Docker swarm multi manager with traefik

twisterrm · March 24, 2023, 1:18pm

Hi all,
I have a 5 node swarm (3 managers and 2 worker), managers use a vip address with keepalived that insist on the first master, if it goes down jump to the second etc... all the stuff about entrypoint are made by traefik.
I'm quite new to this kind of infrastructure and maybe my request is silly.
If a schedule a service (let's say grafana) on the first master everything work fine, if i schedule grafana on the second/third master i have a 504 gateway timeout error.
Could be a traefik bad configuration?
If i go directly to the ip of node i could reach grafana so it seems that is a traefik issue.
No firewall between nodes, atm i don't need tls/https/certs

Docker compose grafana

version: '3'
services:
  prometheus:
    image: prom/prometheus:latest
    deploy:
      labels:
        - "traefik.enable=false"
    networks:
      - monitoring
    ports:
      - 9090:9090
    command:
      - --config.file=/etc/prometheus/prometheus.yml
      - --storage.tsdb.path=/prometheus
      - --web.console.libraries=/usr/share/prometheus/console_libraries
      - --web.console.templates=/usr/share/prometheus/consoles
    volumes:
      - /mnt/docker_data/volumes/monitoring/prometheus:/etc/prometheus/
      - /mnt/docker_data/volumes/monitoring/prometheus_data:/prometheus
  grafana:
    image: grafana/grafana
    ports:
      - 3000:3000
    environment:
      - GF_SECURITY_ADMIN_PASSWORD=xxxxxxxxxxxxxxxxxxxx
      - GF_SERVER_DOMAIN=monitoring.example.local
    depends_on:
      - prometheus
    volumes:
      - /mnt/docker_data/volumes/monitoring/grafana-storage:/var/lib/grafana
    networks:
      - traefik_public
      - monitoring
    deploy:
      placement:
        constraints: [node.role == manager]
      labels:
        - "traefik.enable=true"
        - "traefik.docker.network=traefik_public"
        - "traefik.http.routers.grafana_ict.rule=Host(`monitoring.example.local`)"
        - "traefik.port=3000"
        - "traefik.http.routers.grafana_ict.service=grafana_ict"
        - "traefik.http.routers.grafana_ict.entrypoints=http"
        - "traefik.http.services.grafana_ict.loadbalancer.server.port=3000"

networks:
  traefik_public:
    external: true
  monitoring:
    external: true

If i inspect the container i see the assigned ip for traefik_public and is the same i see into traefik dashboard as load balanced ip/port.
Traefik log report only

time="2023-03-24T11:29:23Z" level=debug msg="'504 Gateway Timeout' caused by: dial tcp 10.0.5.141:3000: i/o timeout"

10.0.5.141 is the ip assigned on master2

I'm expecting that traefik will route traffic despite the master node is not the 1st node.
I cannot figure if is my configuration error or if treafink dosen't work in this way.
Thanks in advance

bluepuma77 · March 24, 2023, 1:25pm

Tell Traefik which docker.network to use to forward requests to the service.
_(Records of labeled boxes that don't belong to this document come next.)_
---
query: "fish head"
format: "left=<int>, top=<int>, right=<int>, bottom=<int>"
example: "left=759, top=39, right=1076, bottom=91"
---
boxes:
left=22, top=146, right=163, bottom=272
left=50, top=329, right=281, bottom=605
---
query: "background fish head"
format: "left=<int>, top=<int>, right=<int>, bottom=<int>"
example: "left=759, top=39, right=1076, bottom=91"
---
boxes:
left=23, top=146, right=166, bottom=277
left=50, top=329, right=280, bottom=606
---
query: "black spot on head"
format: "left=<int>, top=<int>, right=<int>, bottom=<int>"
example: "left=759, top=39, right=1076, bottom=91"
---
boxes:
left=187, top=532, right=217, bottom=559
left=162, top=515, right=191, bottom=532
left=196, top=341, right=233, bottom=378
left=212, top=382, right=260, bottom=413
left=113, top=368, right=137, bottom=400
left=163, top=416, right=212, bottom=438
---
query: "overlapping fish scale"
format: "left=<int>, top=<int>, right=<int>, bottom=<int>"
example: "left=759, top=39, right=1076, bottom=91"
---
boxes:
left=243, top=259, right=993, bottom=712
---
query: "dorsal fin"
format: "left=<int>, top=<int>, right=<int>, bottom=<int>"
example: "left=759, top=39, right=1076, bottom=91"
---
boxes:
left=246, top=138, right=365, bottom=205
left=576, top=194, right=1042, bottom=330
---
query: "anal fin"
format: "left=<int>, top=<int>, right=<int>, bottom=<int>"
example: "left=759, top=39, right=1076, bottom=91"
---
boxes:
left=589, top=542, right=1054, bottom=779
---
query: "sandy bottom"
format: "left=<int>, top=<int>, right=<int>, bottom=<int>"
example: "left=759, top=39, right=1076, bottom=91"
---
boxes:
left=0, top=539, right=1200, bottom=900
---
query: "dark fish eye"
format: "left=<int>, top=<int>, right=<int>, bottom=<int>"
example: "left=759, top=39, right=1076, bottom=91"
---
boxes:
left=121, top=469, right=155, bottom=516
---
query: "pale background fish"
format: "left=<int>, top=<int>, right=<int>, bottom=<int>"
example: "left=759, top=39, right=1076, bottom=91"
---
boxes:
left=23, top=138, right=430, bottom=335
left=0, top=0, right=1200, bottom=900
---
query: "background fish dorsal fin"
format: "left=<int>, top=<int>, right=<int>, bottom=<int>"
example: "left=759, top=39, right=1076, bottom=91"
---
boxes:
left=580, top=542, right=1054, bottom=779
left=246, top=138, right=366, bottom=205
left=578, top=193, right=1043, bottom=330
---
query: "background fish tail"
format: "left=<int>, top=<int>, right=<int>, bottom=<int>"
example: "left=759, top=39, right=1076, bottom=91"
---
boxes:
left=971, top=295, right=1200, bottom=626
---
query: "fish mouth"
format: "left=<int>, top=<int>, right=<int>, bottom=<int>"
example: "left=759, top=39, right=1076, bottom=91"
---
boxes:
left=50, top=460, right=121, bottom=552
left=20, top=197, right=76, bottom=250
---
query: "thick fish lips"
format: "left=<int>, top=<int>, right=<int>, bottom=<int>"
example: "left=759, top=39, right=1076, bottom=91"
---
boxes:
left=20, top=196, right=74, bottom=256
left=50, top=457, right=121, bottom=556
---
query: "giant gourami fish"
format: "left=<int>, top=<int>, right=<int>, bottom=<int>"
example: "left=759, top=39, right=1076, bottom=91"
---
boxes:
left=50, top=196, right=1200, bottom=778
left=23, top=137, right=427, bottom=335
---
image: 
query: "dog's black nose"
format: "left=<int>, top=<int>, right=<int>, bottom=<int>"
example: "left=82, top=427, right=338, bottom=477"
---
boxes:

Your service has multiple but Traefik probably just shares one with it. You can set that globally in provider.docker or per service with labels.

twisterrm · March 24, 2023, 3:09pm

I already specified in grafana container, in prometheus i don't need to expose via traefik for now, it don't work sadly

bluepuma77 · March 24, 2023, 5:40pm

Did you define it as overlay network? If using compose to create the network, did you give it a name (otherwise the name may be extended by compose)?

PS: we run multi-manager Docker Swarm with Traefik and Grafana, works like a charme, so it is possible.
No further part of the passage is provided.